At first sight Mijas is the Andaluz pueblo blanco par excellence - its ancient white-washed houses clinging to the hillside surrounded by some of the best coastal views in Spain. In fact its beauty - and easy access from the coast - has made it a 'mini resort' in its own right with some 90% of the population now of foreign origin. Keep looking and you may just catch a glimpse of a hang-glider wafting over the peak. Mijas is also well positioned for some of the area's championship golf courses - including Los Lagos and Los Olivos - and the panoramic views really are superb!

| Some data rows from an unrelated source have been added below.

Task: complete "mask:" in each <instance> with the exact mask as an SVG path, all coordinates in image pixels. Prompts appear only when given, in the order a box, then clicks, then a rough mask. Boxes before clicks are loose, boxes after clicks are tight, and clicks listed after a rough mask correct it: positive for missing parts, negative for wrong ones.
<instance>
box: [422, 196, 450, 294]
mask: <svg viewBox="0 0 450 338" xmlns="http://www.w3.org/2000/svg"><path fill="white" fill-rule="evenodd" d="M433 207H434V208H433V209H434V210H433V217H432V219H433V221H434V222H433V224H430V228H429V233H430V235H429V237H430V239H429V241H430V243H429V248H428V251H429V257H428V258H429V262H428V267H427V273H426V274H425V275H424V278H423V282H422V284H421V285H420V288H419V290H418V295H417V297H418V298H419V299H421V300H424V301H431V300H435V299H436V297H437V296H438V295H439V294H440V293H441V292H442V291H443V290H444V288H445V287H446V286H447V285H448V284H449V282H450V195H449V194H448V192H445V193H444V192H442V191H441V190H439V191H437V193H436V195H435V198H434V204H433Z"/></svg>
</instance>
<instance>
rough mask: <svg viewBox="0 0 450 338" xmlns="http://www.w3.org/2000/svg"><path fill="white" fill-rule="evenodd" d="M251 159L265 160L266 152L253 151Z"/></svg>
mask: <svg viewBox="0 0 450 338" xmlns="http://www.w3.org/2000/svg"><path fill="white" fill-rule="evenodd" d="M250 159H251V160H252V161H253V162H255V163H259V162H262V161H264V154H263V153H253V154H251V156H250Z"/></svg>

Nerja has around 16 kilometers of beaches, with soft sand and clear blue water. All major water sports are available water skiing, scuba diving sailing and fishing. The town is flanked by mountain ranges of Sierra Almijara, to the east. Nerja fortunately has managed to avoid the concrete high-rise apartment blocks which have been the inevitable result of the tourist boom in some coastal resorts. The old quarter of the town is virtually unchanged with narrow winding streets and whitewashed houses with wrought iron terraces overflowing with flowers. The Balcony of Europe in the center of Nerja is a fantastic promenade once the site of a great Moorish castle, with panoramic views of the Mediterranean and the small coves and beaches below. There are plenty of restaurants and cafes here to choose from, and the visitor can hire a horse-drawn carriage to explore the most romantic corner of the town. Cuisine includes several specialties including De La Doncella (red mullet) and pescaito frito (fried fish) and ranging from top international cuisine Nerja's most spectacular attraction is undoubtedly its fascinating caves located just three kilometers from the centre of town. They include archaeological treasures such as paintings over 20,000 years old and other pre-historic remains. One of the enormous natural caverns has been transformed into a concert hall, where many performances are staged during the summer. Nerja is 50 km from Malaga connected to the western end of the Costa del Sol by a dual carriage motorway. The journey from Marbella takes about an hour, while travelling from Málaga takes around half an hou. to some of the most beautiful parts of Spain.

Torre del Mar
Torre del Mar has a lot of atmosphere and local flavor with numerous shops including some very good fish and seafood restaurants and bars. A 500 metre seafront stretch, called El Copo, is a continual line of bars and discotheques which are open until 6.00h every morning in the summer and at weekends during the winter. Along an adjoining stretch of the seafront there is a summer night market open until 3.00h every morning. In July and August the town is a great holiday venue. The origins of Torre del Mar go back to at least the Phoenicians - sites discovered include an 8th century BC 'Town of Toscanos' where there are remains of fish factories, a port and several houses.